Alors, le temps partiel, une panacée pour l'individu? Rien n'est moins sûr Tel qu'il est pratiqué aujourd'hui, le temps partiel serait aussi l'objet d'un malentendu. «On constate que pour bon nombre de salariés, il s'agit de travail sur appel camouflé», commente Christine Luchsinger, secrétaire centrale à l'USS. En outre, les femmes qui en grande majorité occupent ces postes, particulièrement dans le secteur tertiaire, auraient tendance à prétériter leurs perspectives de carrière. Françoise Messant, qui enseigne la sociologie du travail à l'Université de Lausanne n'est d'ailleurs pas tendre: «Souvent sous-payés, les emplois à temps partiel ne font que cristalliser l'inégalité professionnelle entre hommes et femmes.» Pour la sociologue, on ne pourra parler de baisse profitable du temps de travail que lorsque le temps partiel touchera autant d'hommes que de femmes.

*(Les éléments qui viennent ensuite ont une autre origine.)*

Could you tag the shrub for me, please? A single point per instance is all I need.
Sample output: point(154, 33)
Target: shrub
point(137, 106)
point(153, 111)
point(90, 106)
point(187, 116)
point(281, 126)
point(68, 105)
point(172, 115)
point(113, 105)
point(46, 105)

Si, chez les salariés on oscille encore entre rêve et réalité, les entreprises, elles, hésitent encore:: selon une étude conduite auprès de 1043 employeurs alémaniques, commandée par l'Union syndicale suisse (USS)**, ils seraient 87% à souhaiter introduire des formules de temps partagé ou de temps réduit. Pourtant, seuls 20% des employés de ces mêmes entreprises travaillent à temps partiel. «La révolution culturelle en matière d'aménagement du temps de travail dont la Suisse a besoin est désormais en marche», déclarait il y a quelque temps au magazine L'Hebdo le professeur genevois d'économie Yves Flückiger. Mais certains pointent déjà le doigt sur cette révolution qui pourrait conduire les salariés de Charybde en Scylla.

Service cantonal de recherche et d'information statistiques (SCRIS) et Office cantonal de la statistique, Genève (OCSTAT), étude conjointe intitulée «Facettes de l'activité des Genevois et des Vaudois», cahier n°3, janvier 1999.